On a major road I realised all too late that I had passed the street I needed to turn at.....I had to keep going ahead but was keeping an eye out for another side street to turn in.  After a while of not coming across one, I took opportunity of break in traffic and did a u-turn...not wanting to travel ages out of our way.  As I turned into the original intended street, I was followed around the corner by a cop car with it's lights on!!!!
Holy moly I was crapping myself!
I was thinking about how excited I was when I got pulled into a breathalyzer station for the first time....I even asked if I could keep the blower straw as a souvenir! lol  But this didn't feel exciting, it felt scary.  I wondered what I had done wrong, was panicking I was gonna get a fine and Tyler would be angry with me....then I remembered the driver door window.....crap crap crap, road worthy issue :(  Our electric window is stuffed and doesn't go down, panic time...luckily I thought quickly and did two things....cut the engine(window wont go down with engine cut!) and took my seat belt off and opened the door(as if thinking I needed to get out of the car)....then in that moment I had panic on panic....I blame this on Tyler watching all those American cop shows...I pictured them drawing their guns on me and yelling "get back in the vehicle!"
Luckily, nothing like that happened, they didn't ask me to shut the door, but I was still sitting in the car.  They checked my drivers license(advised me to get my new address label asap, tut tut, else would be committing an offence), did a breathalyzer, then asked me why I did the u-turn.  I told them I was lost.  Then they said they thought I was trying to avoid the booze bus up further.  Woops, what booze bus?  Didn't even notice it(thank god they didn't perform an eye test or something when I said I didn't see it!).  With that, they let me go.  Aghhhh, sigh of relief!!
As I continued along the journey home....trying to swallow my heart that was now plum stuck in my throat.....I came into further trouble with the city traffic.  A turn was flashing that it was not allowed so I had to continue on out of my way to find a u-turn spot to get back to the road I needed.  Low and behold, the first side street I came across was a trap into tolls!  Before I knew it I'd gone under a toll way, woops!!  How does a person accidentally stumble into a tollway?  I realised I would have to tell Tyler about this for him to pay for a day pass anyway, so I surrendered to the road and followed it the rest of the *cough* pricey *cough* way home ;)

Can't wait for next friday night now.....but this time I will plan my travelling journey out better ;-D

4 rainbow comments:

dancing cows said...

wow sounds like a really nice group. next time you will know what to do when drawing. I'm sure everyone else had trouble their first time. unusual dancing out your feelings.
now you know how I felt being pulled over for a breathalyzer and you laughed at me! so did the police direct you to the right way to get home after that?

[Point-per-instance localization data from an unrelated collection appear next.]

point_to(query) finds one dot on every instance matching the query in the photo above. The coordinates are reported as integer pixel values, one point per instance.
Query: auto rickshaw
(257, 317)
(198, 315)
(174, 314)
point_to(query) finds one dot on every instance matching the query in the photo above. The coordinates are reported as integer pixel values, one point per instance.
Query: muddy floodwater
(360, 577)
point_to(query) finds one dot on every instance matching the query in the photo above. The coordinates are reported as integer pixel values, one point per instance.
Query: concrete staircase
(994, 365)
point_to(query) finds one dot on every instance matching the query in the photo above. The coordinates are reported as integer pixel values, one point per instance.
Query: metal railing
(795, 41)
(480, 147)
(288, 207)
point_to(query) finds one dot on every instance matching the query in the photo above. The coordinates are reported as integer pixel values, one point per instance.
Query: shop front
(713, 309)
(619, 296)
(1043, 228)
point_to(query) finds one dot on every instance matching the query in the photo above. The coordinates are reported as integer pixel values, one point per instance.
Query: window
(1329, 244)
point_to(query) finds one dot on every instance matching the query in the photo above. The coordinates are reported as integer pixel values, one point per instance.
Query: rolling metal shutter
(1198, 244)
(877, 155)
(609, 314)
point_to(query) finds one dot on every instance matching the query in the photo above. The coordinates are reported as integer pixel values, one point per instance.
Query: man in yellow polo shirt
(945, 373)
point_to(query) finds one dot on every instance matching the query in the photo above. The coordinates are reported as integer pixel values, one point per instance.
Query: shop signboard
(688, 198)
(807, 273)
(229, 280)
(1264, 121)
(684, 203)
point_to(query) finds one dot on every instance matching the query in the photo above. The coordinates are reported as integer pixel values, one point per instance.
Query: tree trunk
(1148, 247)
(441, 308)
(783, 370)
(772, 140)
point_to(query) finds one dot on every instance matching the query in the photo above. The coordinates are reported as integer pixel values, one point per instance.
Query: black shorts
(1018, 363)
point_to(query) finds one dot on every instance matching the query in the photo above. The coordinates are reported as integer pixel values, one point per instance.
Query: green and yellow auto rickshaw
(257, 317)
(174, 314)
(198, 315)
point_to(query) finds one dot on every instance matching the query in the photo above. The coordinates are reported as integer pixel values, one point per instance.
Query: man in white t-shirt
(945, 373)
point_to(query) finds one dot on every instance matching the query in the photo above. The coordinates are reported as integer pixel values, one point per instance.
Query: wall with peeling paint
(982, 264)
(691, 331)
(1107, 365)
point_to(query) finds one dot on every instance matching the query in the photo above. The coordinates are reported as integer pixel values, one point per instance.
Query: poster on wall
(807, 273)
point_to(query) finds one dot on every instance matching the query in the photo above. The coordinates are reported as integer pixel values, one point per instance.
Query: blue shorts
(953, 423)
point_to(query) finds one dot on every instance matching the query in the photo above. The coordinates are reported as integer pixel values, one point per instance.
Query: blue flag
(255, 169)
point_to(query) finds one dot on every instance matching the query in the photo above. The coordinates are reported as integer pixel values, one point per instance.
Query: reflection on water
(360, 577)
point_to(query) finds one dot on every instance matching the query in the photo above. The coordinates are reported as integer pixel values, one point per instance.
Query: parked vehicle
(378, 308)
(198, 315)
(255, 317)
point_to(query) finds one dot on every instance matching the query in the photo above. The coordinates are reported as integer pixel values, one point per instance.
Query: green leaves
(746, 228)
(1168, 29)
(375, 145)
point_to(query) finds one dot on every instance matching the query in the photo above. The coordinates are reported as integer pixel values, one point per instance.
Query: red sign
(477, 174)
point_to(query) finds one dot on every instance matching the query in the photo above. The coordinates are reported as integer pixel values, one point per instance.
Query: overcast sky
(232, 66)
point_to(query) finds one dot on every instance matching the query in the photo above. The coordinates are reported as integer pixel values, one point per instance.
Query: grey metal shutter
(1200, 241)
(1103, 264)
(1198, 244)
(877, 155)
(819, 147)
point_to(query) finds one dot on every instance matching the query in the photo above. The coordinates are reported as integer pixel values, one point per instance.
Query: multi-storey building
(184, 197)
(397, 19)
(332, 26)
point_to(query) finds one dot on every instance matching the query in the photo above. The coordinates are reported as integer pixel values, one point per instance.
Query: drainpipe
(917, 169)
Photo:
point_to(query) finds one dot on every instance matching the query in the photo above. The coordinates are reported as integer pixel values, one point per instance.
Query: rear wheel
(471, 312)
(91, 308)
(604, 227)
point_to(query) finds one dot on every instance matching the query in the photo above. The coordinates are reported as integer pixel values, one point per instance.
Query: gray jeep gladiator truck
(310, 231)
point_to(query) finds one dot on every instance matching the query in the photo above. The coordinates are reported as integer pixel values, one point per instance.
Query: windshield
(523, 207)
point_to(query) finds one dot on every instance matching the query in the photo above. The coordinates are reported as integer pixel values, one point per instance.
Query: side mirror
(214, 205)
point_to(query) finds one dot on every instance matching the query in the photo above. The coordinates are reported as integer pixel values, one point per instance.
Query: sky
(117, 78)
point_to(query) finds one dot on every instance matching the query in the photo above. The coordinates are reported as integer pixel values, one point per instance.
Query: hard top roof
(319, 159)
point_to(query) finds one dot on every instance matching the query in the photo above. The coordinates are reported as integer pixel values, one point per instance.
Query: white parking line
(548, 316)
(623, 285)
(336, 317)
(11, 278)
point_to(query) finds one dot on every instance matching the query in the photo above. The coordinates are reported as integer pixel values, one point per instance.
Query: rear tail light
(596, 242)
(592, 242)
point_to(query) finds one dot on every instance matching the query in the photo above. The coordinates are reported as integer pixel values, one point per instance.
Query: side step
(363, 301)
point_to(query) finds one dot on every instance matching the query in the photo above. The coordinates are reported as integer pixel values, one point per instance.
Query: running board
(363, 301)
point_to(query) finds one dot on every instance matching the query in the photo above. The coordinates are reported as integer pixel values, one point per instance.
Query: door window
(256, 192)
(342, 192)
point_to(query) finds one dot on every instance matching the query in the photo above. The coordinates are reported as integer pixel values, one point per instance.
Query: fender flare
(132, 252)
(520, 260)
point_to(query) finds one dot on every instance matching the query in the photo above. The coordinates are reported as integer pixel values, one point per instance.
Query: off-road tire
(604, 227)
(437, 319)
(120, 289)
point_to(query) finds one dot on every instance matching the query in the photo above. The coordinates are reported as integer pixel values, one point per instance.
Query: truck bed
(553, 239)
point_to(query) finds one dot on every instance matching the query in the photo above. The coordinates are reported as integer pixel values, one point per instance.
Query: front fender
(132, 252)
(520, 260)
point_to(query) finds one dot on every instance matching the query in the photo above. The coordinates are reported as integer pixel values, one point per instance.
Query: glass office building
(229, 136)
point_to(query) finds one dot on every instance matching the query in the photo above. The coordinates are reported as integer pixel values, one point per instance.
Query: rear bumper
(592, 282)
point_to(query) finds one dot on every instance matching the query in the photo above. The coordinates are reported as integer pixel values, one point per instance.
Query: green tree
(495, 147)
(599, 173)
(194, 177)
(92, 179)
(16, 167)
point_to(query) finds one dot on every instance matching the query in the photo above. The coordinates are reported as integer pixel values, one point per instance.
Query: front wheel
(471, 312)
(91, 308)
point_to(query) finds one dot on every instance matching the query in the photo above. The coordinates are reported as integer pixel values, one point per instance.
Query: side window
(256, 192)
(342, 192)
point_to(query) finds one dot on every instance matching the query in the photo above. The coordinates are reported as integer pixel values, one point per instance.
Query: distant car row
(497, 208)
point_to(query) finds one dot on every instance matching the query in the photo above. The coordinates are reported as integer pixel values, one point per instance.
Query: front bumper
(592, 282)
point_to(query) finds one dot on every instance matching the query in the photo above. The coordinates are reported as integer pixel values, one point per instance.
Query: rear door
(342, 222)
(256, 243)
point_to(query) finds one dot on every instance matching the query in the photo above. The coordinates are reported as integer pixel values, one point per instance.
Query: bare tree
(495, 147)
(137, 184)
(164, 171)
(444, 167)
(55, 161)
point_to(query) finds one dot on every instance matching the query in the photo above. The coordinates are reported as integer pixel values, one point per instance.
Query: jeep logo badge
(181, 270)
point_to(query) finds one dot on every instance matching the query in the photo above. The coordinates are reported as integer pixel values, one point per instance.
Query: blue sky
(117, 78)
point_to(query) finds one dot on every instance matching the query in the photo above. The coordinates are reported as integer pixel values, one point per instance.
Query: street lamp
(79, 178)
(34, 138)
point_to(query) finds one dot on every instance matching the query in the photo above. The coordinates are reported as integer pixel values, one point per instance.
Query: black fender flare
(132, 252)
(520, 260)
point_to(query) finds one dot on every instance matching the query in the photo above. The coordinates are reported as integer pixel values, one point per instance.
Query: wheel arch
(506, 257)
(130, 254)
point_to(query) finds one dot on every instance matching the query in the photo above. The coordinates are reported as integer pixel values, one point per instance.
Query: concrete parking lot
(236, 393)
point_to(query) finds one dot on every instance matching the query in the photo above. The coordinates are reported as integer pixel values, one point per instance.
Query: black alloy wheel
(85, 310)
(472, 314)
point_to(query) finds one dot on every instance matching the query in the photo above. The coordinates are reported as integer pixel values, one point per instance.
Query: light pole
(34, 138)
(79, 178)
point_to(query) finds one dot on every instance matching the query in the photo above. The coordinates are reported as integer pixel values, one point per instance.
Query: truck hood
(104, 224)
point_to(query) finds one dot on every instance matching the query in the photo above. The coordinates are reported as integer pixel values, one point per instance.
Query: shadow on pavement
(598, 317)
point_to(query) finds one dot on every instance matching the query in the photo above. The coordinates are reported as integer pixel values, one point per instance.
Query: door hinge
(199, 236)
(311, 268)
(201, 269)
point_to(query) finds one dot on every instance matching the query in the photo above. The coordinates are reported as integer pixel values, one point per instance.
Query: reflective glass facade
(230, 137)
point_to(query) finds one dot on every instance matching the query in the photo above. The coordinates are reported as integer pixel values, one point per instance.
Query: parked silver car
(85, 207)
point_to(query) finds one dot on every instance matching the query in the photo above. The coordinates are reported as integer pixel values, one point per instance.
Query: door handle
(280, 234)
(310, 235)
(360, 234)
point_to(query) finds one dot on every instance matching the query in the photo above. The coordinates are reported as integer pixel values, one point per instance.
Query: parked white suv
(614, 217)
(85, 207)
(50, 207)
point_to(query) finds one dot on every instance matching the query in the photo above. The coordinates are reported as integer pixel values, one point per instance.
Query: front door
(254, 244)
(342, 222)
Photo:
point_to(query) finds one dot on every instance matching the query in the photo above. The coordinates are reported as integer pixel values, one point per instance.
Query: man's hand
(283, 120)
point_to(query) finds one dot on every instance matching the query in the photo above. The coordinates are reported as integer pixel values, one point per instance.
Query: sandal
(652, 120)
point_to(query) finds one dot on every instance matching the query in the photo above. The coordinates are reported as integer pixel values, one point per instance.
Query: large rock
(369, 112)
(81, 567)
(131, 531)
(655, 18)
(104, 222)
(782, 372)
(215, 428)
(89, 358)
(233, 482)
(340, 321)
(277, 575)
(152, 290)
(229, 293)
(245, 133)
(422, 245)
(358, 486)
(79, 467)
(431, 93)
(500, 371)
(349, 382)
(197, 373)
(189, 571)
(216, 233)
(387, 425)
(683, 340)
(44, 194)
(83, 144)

maybe if you are going over there regularly you should invest in a e-tag, save having to go out of your way to avoid toll roads.

loz said...

Such a beautiful night I wasn't feeling up for it but I look forward to next week thank you so much for your feedback :D

eBz said...

wow Jen i would of felt like a right royal idiot doing all that stuff! Good on you for pushing thru it and getting so much out of it! I reckon i would of left haha

Ebonie's Mummy said...

I have been stopping by your blogs every month now and just love how open and honest you are.
I admire that you breastfeed your son and can only hope i have the same confidence in public that you show with my baby due in October.
p.s
May I suggest columns for easier reading?